Depois de me formar em psicologia, fiz mestrado e doutorado em filosofia. Pude constatar, ao longo dos anos, que ninguém cursa filosofia impunemente. É uma espécie de karma. Se você se propõe a viver questionando tudo, o universo acha justo que sempre tenha alguém questionando o que é exatamente que você faz. Costuma começar nos círculos mais íntimos, como a família, mas, quando o estoque de parentes acaba, nunca faltam substitutos. A pergunta pode ser a mesma – “para que serve a filosofia?” – mas as atitudes com que ela é feita variam bastante, indo da curiosidade autêntica à intenção, bem disfarçada ou não, de convencer a pessoa a procurar algo mais decente para fazer. O filósofo Daniel Durante lapidou uma reposta que considero uma excelente maneira de encaminhar conversas desse tipo:
Muitas vezes já me perguntaram sobre a utilidade da filosofia. Minha resposta é sempre a mesma. A filosofia é inútil. Não serve para nada. Mas ao ser inútil, ao não servir para nada, a filosofia está em muito boa companhia. Pense um pouco. Para que serve a beleza? Para que serve o bem? Para que servem a paz, a alegria, o amor… para que serve a felicidade? Estas coisas não servem para nada. Elas são o fim, a meta de todas as outras coisas que servem, que têm utilidade. Estas coisas, como a filosofia, são inúteis, imprestáveis. Elas não servem, são servidas (2017, p. 10).

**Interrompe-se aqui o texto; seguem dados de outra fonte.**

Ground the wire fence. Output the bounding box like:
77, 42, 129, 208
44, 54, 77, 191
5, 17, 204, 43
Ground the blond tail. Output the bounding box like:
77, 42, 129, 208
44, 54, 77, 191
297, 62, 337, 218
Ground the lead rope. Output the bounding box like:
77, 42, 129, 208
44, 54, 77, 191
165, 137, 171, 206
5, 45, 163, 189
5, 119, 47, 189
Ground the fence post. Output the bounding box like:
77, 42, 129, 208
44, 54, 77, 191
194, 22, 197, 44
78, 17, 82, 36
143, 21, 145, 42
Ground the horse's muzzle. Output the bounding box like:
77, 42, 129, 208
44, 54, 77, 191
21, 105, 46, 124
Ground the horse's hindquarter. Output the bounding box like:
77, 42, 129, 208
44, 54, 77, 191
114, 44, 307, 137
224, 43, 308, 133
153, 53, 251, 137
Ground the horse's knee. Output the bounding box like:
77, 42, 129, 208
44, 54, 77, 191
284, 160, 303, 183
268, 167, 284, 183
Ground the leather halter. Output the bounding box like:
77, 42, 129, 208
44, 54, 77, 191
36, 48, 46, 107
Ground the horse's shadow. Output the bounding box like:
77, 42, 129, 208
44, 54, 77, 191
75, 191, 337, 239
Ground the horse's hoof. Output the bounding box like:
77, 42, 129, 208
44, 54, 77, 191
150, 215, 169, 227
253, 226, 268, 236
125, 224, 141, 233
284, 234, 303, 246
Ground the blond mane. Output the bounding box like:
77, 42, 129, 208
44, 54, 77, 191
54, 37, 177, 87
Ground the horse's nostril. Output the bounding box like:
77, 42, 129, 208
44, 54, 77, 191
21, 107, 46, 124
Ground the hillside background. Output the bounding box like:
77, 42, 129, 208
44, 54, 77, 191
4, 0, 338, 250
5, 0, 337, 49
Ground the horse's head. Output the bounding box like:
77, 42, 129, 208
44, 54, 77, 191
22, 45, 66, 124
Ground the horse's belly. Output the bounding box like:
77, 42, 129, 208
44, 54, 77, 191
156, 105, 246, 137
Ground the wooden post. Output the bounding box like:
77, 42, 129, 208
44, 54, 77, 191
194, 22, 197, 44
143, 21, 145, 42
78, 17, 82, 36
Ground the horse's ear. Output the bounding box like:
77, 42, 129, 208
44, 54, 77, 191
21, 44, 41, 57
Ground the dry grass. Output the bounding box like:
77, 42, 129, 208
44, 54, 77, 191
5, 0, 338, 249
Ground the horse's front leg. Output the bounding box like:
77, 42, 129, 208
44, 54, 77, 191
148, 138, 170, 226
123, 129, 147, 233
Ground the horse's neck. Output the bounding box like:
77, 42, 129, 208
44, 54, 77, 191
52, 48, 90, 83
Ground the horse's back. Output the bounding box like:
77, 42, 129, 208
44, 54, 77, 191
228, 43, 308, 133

Esse movimento drástico e aparentemente autodestrutivo, que insinua que a filosofia não tem valor algum, parece ser, a meu ver, a melhor forma de reagir. A estratégia de Durante convida o interlocutor a reavaliar sua própria pergunta, lembrando que há casos em que não é pertinente perguntar “para que serve”. Caso o sujeito efetivamente reavalie o questionamento que fez anteriormente, afastando-se de sua forma usual de pensar, diremos que ele, na prática, se aproxima da filosofia, ainda que não tenha sido apresentado a nenhuma teoria sobre sua natureza.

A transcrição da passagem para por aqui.